In the back of the 7-Eleven store at U.S. Highway 40 and Elk River Road, stacks of politically branded coffee cups are filled with dark and house blends by politically minded coffee drinkers.
At the counter, each color-coded coffee cup purchase is recorded as a vote for Republican presidential candidate John McCain or his Democratic opponent, Barack Obama. Cashier Jake Goodwin said there's a rush on coffee in the store each morning, with one candidate's cups moving faster than the other.
"Our inventory is more Obama than McCain," Goodwin said. As news polls collect public opinion through more traditional forms of information gathering, forums such as the 7-Election coffee contest offer an alternative political litmus test. The convenience store sales competition has a track record for accuracy - George W. Bush coffee cups outsold those for Al Gore by 1 percentage point in 2000, and Bush edged out John Kerry by two percentage points in 2004.

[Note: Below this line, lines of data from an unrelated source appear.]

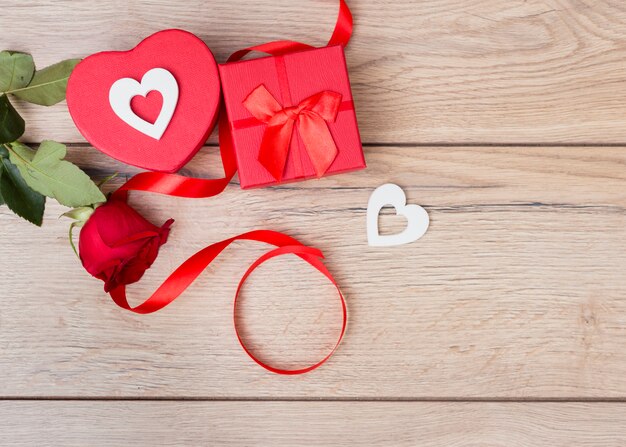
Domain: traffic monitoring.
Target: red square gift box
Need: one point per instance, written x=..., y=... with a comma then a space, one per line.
x=291, y=117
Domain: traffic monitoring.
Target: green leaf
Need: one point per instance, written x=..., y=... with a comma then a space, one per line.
x=16, y=70
x=11, y=123
x=18, y=196
x=47, y=173
x=48, y=85
x=80, y=214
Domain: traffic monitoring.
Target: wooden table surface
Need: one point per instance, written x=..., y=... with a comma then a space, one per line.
x=505, y=325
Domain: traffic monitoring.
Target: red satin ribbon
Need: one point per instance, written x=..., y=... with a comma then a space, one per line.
x=315, y=109
x=310, y=115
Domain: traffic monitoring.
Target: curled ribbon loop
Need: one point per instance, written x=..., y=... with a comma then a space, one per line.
x=311, y=116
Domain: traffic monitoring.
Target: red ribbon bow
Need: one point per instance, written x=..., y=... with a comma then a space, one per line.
x=311, y=115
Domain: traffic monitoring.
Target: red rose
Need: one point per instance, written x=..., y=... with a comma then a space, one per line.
x=117, y=245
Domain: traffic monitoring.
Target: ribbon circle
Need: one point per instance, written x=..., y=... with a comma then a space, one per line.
x=311, y=256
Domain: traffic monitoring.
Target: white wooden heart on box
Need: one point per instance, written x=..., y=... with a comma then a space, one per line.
x=416, y=216
x=123, y=90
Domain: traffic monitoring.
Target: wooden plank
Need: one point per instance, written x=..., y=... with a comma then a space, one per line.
x=434, y=71
x=516, y=291
x=396, y=424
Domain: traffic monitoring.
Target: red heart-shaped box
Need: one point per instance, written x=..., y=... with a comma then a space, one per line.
x=137, y=131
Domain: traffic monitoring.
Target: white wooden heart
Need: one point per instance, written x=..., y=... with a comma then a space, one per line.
x=123, y=90
x=416, y=216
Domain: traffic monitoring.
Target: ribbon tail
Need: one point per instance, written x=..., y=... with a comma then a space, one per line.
x=275, y=147
x=318, y=141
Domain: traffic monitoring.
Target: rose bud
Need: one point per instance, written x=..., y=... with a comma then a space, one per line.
x=117, y=245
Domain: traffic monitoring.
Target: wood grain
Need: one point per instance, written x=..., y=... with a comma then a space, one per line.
x=515, y=292
x=397, y=424
x=434, y=71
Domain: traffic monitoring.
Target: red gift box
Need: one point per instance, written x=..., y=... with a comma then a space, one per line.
x=292, y=116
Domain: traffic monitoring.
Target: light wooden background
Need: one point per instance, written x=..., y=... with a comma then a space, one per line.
x=504, y=326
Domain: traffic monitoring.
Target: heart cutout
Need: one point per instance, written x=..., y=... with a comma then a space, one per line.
x=124, y=90
x=147, y=107
x=158, y=137
x=416, y=216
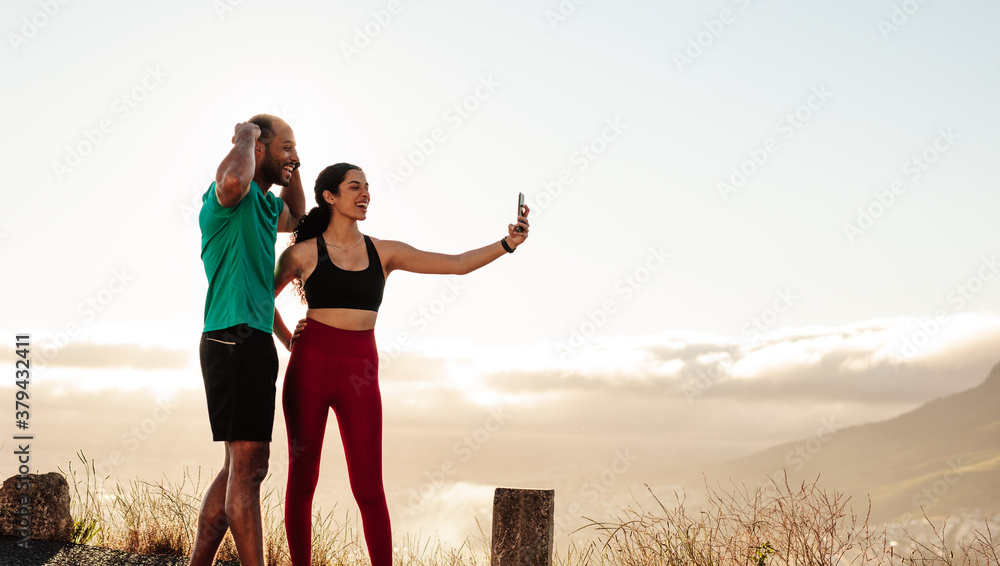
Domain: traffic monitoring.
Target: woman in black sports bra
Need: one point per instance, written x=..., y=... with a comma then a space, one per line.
x=334, y=362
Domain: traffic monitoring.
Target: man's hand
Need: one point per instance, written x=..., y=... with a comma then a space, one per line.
x=297, y=331
x=247, y=127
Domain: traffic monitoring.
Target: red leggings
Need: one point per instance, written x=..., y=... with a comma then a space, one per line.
x=334, y=368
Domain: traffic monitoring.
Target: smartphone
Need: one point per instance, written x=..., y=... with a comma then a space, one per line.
x=520, y=209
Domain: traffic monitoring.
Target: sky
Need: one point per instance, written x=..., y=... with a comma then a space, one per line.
x=735, y=204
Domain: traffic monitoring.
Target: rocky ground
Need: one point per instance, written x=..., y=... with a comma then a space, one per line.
x=52, y=553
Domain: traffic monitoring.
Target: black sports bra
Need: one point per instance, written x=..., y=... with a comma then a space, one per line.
x=330, y=287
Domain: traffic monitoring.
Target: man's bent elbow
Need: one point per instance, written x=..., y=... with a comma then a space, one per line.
x=230, y=190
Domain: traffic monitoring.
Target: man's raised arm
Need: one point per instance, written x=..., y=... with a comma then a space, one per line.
x=232, y=180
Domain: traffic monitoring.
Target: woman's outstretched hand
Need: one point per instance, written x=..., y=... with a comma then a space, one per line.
x=515, y=238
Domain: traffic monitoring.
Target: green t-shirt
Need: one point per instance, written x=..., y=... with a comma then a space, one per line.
x=237, y=248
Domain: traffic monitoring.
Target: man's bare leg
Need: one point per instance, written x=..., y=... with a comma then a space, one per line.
x=212, y=523
x=248, y=468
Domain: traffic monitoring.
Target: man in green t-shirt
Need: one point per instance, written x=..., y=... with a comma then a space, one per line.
x=239, y=220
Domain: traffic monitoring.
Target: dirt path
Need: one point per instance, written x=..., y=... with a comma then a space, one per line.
x=52, y=553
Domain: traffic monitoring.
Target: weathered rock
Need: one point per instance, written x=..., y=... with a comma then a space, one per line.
x=36, y=505
x=523, y=525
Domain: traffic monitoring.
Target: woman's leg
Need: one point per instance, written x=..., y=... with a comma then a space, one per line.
x=359, y=415
x=305, y=400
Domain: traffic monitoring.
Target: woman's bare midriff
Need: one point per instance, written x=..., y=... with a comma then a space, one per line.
x=345, y=319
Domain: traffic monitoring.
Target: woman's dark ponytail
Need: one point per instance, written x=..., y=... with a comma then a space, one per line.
x=317, y=219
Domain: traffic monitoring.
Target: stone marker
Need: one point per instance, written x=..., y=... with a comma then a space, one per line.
x=523, y=524
x=44, y=510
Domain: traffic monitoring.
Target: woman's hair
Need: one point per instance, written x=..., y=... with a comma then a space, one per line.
x=317, y=219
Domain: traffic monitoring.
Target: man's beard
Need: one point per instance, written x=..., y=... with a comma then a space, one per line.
x=273, y=170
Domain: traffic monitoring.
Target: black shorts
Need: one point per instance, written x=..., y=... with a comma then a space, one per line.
x=240, y=367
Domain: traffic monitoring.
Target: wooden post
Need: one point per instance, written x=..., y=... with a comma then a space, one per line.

For this year's presidential bid, National Public Radio reports 51 percent of Colorado voters leaning toward Obama, 44 percent for McCain. 7-Eleven reports a larger gap among Colorado coffee drinkers, with 64 percent of cup sales going to Obama, and 36 percent going to McCain. NPR's national projections mirror those percentages. 7-Eleven's national projections are only a few percentage points away from NPR - though franchises of the convenience store are virtually nonexistent in traditionally red states across the Midwest and into the South.
The race looks closer when measured by sales of candidate Halloween masks. Celebrations costume shop had sold out its stock of Obama and McCain likenesses by Friday afternoon, said store owner Sandy Pugh.
"It's really kind of been a 50-50, because usually people are going to be the opposite of what (candidate) they're going for," Pugh said, adding that the store ran out of McCain masks first, and still had one Hillary Clinton mask and one Bill Clinton mask available.
At local offices for the presidential campaigns, volunteers have noticed a rush on bumper stickers, lawn signs and other expressions of support.
"I would say we get probably, on an average day, about 30 to 35 people," said Carol O'Hare, a volunteer at the Steamboat Springs support office for McCain and other Republican political candidates. Judy Hodgson, a volunteer at Steamboat's field office for Obama, said that office had seen a similar rush.
"They come in for a lawn sign, and we turn them into a volunteer," Hodgson said.